The testcase below is a demonstration of a problem I've got with a much larger build system with which I would like to start using parallel builds. In the example below, the ok and the bad targets are essentially the same, but the bad target uses a variable to invoke make. Why does this variable cause a warning as shown below and how can I fix this? I'm trying to avoid a huge rewrite by keeping the variables.
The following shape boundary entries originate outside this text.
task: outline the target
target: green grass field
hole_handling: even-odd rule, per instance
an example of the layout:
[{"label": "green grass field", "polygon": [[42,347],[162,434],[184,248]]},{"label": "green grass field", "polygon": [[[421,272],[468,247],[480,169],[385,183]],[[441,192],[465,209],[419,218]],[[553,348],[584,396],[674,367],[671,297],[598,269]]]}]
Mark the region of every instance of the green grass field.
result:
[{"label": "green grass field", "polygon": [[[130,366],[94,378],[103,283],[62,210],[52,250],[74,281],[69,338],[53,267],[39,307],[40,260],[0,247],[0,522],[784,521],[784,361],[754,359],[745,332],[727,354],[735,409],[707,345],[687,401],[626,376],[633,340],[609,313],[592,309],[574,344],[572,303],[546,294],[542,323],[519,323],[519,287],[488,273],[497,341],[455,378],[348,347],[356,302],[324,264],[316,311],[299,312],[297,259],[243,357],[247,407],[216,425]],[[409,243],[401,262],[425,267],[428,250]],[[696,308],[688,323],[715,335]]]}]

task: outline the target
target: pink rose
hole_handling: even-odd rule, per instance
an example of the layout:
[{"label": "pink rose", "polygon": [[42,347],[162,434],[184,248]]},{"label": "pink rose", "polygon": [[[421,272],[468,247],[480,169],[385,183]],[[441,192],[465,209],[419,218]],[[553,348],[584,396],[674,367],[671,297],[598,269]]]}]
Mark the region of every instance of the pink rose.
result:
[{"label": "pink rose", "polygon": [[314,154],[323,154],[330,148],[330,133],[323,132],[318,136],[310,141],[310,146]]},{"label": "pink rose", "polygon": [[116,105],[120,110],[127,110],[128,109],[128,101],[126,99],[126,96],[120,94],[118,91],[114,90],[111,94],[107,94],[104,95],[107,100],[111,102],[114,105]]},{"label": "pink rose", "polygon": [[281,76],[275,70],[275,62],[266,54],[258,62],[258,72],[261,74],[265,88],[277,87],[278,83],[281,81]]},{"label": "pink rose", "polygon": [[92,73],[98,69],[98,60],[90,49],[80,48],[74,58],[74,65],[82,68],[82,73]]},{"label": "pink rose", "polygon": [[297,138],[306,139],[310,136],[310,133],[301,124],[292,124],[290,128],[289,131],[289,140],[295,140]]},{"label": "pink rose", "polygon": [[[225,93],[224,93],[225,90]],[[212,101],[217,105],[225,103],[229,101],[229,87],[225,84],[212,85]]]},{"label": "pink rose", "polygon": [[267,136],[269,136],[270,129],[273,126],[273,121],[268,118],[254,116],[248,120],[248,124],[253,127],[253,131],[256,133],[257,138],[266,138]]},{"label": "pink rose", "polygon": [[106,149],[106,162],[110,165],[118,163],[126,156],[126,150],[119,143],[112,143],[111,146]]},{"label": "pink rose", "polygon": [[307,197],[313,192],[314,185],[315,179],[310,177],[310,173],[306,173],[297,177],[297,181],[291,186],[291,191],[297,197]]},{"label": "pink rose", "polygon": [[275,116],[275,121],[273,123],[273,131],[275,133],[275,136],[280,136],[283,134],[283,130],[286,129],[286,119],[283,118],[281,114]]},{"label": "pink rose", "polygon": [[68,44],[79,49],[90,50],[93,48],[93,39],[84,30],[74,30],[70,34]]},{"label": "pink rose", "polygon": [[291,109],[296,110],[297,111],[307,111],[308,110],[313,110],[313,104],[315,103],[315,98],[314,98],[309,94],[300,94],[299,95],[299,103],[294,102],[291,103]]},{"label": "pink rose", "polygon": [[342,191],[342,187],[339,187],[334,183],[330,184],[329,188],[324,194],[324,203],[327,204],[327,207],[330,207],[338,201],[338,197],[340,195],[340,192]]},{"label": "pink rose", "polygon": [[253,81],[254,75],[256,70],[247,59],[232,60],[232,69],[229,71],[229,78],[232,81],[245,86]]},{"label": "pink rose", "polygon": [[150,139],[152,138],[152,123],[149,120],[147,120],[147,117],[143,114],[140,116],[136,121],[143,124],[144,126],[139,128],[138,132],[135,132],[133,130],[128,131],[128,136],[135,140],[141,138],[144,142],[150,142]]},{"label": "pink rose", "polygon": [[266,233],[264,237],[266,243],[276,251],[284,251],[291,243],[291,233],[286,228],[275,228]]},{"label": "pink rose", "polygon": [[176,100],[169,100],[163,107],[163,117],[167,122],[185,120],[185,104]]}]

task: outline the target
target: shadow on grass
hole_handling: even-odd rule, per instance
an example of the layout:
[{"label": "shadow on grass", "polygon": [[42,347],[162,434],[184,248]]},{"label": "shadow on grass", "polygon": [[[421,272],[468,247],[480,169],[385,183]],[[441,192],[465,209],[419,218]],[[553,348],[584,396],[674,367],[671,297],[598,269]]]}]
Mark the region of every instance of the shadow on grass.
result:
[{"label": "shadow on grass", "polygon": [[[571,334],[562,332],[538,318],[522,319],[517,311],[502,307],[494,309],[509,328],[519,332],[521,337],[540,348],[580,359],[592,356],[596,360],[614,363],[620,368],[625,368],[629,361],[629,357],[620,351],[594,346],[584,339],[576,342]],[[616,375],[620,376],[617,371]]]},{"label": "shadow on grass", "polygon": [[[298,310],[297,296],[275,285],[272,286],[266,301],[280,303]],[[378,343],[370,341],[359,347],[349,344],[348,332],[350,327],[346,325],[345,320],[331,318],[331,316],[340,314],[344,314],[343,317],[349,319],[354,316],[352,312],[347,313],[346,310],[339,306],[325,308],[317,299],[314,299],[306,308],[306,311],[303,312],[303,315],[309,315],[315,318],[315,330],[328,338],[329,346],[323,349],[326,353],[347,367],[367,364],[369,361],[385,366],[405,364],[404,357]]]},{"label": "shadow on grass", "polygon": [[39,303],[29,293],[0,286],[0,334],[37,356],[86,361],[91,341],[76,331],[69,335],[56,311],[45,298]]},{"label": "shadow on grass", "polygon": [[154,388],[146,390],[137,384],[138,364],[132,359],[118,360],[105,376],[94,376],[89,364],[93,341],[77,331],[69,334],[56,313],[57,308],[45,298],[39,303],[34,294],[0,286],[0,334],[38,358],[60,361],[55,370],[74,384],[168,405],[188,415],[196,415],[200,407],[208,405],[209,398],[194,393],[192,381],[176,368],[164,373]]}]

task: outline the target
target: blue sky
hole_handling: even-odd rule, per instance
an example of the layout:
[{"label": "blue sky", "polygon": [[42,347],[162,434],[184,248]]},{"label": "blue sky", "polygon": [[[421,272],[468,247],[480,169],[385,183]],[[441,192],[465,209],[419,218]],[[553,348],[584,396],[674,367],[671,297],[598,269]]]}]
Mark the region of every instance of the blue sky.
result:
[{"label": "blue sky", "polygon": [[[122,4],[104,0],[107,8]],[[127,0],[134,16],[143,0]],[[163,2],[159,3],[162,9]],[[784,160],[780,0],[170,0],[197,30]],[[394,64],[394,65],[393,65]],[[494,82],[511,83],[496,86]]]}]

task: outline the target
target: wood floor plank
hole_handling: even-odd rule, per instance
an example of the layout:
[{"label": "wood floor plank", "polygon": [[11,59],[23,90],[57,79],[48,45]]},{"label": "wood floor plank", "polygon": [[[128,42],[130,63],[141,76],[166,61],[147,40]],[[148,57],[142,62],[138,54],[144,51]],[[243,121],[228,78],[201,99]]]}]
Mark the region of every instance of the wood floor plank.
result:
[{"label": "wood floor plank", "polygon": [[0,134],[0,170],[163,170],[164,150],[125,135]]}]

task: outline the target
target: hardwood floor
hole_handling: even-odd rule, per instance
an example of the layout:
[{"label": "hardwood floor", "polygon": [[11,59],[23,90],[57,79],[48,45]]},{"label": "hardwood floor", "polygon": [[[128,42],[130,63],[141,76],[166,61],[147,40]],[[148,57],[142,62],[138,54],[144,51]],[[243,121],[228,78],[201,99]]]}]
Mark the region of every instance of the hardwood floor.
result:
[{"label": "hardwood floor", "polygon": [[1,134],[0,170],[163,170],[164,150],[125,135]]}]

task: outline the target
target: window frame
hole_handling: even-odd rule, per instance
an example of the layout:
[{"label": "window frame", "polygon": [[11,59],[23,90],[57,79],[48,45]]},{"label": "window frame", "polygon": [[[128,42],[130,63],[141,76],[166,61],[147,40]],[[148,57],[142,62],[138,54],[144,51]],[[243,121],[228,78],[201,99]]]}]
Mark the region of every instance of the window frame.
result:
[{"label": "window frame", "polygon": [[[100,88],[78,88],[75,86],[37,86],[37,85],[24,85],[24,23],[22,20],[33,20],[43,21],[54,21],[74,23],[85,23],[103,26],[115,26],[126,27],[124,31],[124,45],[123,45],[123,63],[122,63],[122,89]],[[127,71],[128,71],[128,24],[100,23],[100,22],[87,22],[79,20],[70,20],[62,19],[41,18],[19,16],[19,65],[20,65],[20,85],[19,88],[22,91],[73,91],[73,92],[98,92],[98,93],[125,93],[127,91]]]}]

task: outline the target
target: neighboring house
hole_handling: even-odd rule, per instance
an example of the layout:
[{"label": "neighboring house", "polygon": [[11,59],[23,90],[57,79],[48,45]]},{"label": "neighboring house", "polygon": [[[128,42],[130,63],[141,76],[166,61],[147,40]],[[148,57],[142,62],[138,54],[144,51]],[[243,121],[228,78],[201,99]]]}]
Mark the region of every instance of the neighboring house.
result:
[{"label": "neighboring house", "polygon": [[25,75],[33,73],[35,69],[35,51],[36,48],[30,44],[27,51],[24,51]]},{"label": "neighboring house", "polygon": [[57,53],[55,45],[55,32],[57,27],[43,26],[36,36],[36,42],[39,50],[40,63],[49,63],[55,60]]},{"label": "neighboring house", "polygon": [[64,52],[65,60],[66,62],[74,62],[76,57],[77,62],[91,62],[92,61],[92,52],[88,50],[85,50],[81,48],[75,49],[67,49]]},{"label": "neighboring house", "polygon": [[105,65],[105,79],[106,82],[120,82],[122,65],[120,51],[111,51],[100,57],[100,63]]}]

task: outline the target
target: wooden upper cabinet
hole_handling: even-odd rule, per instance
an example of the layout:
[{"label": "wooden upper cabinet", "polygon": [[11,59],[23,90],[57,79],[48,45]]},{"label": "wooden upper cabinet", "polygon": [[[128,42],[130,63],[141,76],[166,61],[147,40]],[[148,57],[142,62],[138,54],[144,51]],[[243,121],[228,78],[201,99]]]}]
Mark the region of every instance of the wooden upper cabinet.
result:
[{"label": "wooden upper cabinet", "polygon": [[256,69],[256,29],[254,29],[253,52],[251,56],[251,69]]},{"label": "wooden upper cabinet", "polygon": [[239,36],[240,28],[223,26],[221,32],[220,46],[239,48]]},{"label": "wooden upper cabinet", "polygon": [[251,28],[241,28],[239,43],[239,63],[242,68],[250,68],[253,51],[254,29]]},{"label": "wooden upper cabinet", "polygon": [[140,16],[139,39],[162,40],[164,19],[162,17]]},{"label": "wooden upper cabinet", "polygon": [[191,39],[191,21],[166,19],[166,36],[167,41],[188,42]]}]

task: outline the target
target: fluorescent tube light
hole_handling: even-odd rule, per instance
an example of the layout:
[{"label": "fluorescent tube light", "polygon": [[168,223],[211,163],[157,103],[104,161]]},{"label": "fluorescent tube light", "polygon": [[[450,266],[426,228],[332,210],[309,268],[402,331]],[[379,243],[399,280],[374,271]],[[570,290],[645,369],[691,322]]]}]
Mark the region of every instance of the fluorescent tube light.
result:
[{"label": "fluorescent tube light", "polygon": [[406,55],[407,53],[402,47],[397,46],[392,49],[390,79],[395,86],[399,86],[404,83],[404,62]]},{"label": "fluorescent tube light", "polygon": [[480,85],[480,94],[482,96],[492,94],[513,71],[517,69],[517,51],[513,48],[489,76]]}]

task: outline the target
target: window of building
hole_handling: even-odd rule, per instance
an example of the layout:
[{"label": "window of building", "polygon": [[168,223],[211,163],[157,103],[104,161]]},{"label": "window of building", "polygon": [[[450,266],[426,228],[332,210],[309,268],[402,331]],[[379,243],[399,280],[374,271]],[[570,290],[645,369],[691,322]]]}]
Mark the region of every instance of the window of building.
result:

The manual indicates that $(MAKE) should be prefixed with a +, but this just causes make to error out with:

/bin/sh: line 1: +make: command not found

Occurs in make 1.79.1 and 3.81. Perhaps there is a better way in make to store common code, ie other than using it in a variable?

Thanks
William



#Makefile

TARGETS=one two
TARGETS_OLD=$(TARGETS:=.ok)
TARGETS_NEW=$(TARGETS:=.bad)

ok: $(TARGETS_OLD)
bad: $(TARGETS_NEW)

common_stuff = @echo bad $*; $(MAKE) $*.xtest

%.ok:
        @echo ok $*
        $(MAKE) $*.xtest

%.bad:
        $(common_stuff);

%.xtest:
        echo testing $*



Output:

$ make -s -j2 ok
ok one
ok two
testing one
testing two

$ make -s -j2 bad
bad one
bad two
make[1]: warning: jobserver unavailable: using -j1. Add `+' to parent make rule. make[1]: warning: jobserver unavailable: using -j1. Add `+' to parent make rule.